Data descriptor

In computing, a data descriptor is a structure containing information that describes data.

Data descriptors may be used in compilers,[1] as a software structure at run time in languages like Ada[2] or PL/I, or as a hardware structure in some computers such as Burroughs large systems with their descriptors.

Data descriptors are typically used at run-time to pass argument information to called subroutines. OpenVMS[3] and Multics[4] have system-wide language-independent standards for argument descriptors.
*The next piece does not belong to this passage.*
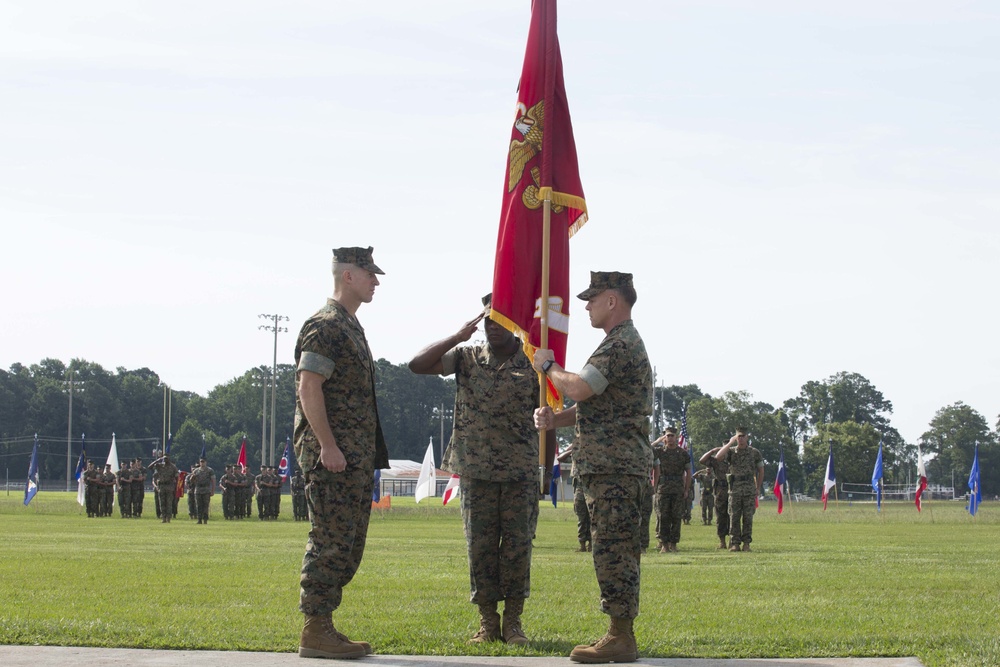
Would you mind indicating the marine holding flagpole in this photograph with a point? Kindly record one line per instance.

Descriptors are also used to hold information about data that is only fully known at run-time, such as a dynamically allocated array.
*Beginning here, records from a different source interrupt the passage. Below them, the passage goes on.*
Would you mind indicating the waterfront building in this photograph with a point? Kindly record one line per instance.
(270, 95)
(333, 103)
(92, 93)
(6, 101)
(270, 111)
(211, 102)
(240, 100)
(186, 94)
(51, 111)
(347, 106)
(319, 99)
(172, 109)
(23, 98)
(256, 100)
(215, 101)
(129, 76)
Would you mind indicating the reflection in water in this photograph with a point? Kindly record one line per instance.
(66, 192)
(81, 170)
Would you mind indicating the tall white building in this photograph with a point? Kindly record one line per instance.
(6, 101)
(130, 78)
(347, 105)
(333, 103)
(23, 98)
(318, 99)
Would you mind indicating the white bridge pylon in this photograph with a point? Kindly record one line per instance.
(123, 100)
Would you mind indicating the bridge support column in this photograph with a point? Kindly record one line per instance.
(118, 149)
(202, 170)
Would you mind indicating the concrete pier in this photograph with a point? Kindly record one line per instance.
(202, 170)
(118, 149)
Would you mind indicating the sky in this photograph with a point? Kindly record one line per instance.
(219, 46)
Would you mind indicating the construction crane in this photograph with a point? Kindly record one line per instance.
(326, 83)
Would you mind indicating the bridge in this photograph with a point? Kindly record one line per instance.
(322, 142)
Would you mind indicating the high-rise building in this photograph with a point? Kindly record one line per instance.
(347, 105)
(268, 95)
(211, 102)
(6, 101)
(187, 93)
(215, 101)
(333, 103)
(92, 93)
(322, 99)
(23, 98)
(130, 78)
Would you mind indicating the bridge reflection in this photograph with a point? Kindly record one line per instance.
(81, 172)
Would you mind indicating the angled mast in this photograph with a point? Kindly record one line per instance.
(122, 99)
  1. ^ Holt, Richard C. (July 1987). "Data descriptors: a compile-time model of data and addressing". ACM Transactions on Programming Languages and Systems. 9 (3): 367–389. doi:10.1145/24039.24051.
  2. ^ Schonberg, Ed. "Ada Compared with C++". The Advantages of Ada 95. Retrieved January 15, 2013.
  3. ^ Hewlett-Packard. "Chapter 7 OpenVMS Argument Descriptors". HP OpenVMS Systems Documentation. Retrieved July 11, 2020.
  4. ^ Honeywell, Inc. (1979). Multics Programmers' Manual – Subsystem Writers' Guide (PDF). pp. 2–13-2–18.